The Semenanjung-centric think to culture and entertainment further places Borneo in the fringes. The textbooks minimise Borneo in our intellectual traditions, even Universiti Malaya, the best Malaysian university as the university boasts enough times has a Chinese department — also a China Studies Centre — and an Indian department, but not Borneo studies department. 

It seems if Borneo wants to preserve its thousands of years of traditions, it has to do it on its own. Others quietly quip: why can’t the Borneo people just adopt and accept the ways of the Semenanjung.

This Malaysia Day

A federalist writes this column, but I fear there’s too little concern about the ideological framework to which both sides of Malaysia can work with and work on.

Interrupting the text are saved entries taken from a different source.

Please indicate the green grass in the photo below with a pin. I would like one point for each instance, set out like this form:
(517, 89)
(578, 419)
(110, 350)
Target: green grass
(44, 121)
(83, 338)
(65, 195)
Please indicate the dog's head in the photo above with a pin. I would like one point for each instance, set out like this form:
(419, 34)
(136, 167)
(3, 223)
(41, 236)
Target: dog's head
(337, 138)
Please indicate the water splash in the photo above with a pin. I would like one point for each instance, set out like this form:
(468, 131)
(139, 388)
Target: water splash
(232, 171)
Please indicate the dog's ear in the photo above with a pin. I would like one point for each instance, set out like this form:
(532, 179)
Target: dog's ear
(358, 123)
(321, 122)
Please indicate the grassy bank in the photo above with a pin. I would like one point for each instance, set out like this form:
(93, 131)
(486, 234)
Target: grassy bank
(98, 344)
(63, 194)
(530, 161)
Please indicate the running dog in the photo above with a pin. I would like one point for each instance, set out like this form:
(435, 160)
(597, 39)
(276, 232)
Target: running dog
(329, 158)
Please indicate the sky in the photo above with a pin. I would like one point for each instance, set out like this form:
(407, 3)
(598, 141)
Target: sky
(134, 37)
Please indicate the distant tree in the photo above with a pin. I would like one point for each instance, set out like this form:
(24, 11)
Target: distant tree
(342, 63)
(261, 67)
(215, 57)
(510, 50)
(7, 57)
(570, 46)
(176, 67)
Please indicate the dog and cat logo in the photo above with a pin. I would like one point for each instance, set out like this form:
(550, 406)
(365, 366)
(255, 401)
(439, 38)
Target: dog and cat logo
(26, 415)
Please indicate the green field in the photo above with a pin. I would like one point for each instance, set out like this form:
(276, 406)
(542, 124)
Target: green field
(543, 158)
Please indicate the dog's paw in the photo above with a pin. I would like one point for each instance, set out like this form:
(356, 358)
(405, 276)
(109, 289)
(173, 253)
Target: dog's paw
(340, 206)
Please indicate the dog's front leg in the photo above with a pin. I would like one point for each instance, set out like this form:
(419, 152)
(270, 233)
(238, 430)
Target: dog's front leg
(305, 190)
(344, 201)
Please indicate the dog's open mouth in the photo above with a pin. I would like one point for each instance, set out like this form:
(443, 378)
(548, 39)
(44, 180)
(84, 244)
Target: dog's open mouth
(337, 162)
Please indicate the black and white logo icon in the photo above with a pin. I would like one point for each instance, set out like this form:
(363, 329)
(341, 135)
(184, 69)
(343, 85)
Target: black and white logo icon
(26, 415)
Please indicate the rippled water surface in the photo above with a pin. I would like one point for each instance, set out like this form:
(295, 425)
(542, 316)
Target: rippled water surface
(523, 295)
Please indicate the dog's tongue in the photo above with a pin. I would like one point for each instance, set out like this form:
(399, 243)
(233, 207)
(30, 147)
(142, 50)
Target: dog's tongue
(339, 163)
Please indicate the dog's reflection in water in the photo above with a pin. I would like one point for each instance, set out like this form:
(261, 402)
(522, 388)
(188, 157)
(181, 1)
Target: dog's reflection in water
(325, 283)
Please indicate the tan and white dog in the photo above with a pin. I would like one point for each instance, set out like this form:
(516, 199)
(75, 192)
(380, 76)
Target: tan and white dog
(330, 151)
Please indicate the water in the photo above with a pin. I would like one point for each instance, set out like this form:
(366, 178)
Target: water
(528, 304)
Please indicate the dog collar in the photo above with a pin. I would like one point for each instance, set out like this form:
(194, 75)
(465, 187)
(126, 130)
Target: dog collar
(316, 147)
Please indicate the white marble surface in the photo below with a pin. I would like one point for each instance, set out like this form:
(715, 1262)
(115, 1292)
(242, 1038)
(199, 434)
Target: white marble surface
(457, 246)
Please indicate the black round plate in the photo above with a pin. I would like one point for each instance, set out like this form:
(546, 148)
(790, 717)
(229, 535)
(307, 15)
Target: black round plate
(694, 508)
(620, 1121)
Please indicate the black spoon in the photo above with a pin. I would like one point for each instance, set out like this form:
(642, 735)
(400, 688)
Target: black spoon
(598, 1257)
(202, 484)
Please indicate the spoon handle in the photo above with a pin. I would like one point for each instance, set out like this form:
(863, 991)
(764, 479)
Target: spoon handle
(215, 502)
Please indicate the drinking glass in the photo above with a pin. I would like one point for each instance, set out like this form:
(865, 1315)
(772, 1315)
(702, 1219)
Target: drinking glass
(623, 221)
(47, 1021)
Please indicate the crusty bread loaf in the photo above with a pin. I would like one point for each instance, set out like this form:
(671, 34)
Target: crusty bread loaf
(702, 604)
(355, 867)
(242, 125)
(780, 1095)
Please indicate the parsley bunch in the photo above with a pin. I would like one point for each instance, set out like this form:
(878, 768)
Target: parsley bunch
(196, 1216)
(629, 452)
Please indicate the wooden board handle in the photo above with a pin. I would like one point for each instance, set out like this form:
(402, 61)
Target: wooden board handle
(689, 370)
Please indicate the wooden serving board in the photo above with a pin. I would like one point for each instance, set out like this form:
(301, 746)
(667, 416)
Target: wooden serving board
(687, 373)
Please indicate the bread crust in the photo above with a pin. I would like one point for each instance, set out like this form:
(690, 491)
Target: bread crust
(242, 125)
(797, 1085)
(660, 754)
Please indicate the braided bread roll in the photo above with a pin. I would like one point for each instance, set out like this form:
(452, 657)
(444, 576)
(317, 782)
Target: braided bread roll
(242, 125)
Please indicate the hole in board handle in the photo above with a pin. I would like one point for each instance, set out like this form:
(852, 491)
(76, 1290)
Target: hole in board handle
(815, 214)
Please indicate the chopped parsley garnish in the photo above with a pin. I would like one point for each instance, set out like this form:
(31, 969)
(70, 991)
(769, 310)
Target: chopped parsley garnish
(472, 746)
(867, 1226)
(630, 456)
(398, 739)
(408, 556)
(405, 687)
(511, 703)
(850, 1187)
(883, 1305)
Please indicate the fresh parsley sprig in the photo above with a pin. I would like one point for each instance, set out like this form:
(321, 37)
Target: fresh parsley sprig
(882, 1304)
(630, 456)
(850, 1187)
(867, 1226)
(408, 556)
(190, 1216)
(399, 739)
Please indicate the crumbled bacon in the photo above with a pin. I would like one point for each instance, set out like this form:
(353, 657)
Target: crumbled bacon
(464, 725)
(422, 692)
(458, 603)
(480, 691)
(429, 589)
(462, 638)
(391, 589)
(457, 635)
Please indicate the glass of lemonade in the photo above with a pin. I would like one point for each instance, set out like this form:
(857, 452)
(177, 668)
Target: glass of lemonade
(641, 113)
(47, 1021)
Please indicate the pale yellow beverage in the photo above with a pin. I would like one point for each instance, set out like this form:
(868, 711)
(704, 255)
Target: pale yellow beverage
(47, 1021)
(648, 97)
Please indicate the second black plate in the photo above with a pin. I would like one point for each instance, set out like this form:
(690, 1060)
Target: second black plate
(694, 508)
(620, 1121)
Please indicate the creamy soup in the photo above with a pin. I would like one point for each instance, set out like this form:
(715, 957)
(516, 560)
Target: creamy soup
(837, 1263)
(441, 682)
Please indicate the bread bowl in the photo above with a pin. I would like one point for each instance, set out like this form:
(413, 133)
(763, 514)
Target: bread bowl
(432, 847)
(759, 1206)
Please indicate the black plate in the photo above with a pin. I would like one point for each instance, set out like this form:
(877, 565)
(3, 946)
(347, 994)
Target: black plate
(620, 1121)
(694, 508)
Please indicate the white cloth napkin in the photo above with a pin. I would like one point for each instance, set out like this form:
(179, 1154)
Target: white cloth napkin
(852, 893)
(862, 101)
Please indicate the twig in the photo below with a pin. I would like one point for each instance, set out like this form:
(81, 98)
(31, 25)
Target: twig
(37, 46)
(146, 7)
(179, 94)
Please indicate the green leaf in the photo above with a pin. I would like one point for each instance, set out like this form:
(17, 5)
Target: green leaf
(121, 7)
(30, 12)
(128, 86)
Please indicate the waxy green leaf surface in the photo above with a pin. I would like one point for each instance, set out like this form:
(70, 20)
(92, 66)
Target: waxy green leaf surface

Borneo can be the economic and political colossus for Malaysia, but only if it’s a priority, not a means to raw resources and political seats in the federal parliament. Indonesia said as much by initiating its transfer of capital to the island.

Kuala Lumpur has in the past, to ensure Umno dominance, played its hand to rupture Sabah and Sarawak governments.

The toxic culture to dominate and to force submission from opponents, borne in Malaya, has spread to all parts of the country. The mutated version played out in the east is far more vicious and drains their psyche and fills them with only suspicion of Malaya. Can they be blamed? They live the unfairness.

But, if emotions and soft-liberal arguments don’t appeal to the powerful, then there’s the cold facts. 

Manipulating the people on a piece of land larger than the west and letting them have less of the federation in power, in economy and in social relevance will fester as a gaping hole. And be made worse by the world’s largest sea separating east and west.

The way back will be made difficult by past mistakes and it would require time.

The last country to have an east and west land bank physically separated was Pakistan. It did not work out too well. The solidarity of Asean insulates Malaysia from neighbours despite misgivings in Sabah and Sarawak. However, we can do better, much better.

We must match the aspirations of East Malaysia, not seek ways to contain it. Words won’t do soon, actions and defence of principles by the federal government will. All of Malaysia must commit to all of it as equal concerns.

Selamat Hari Malaysia to all of my countrymen.

* This is the personal opinion of the columnist.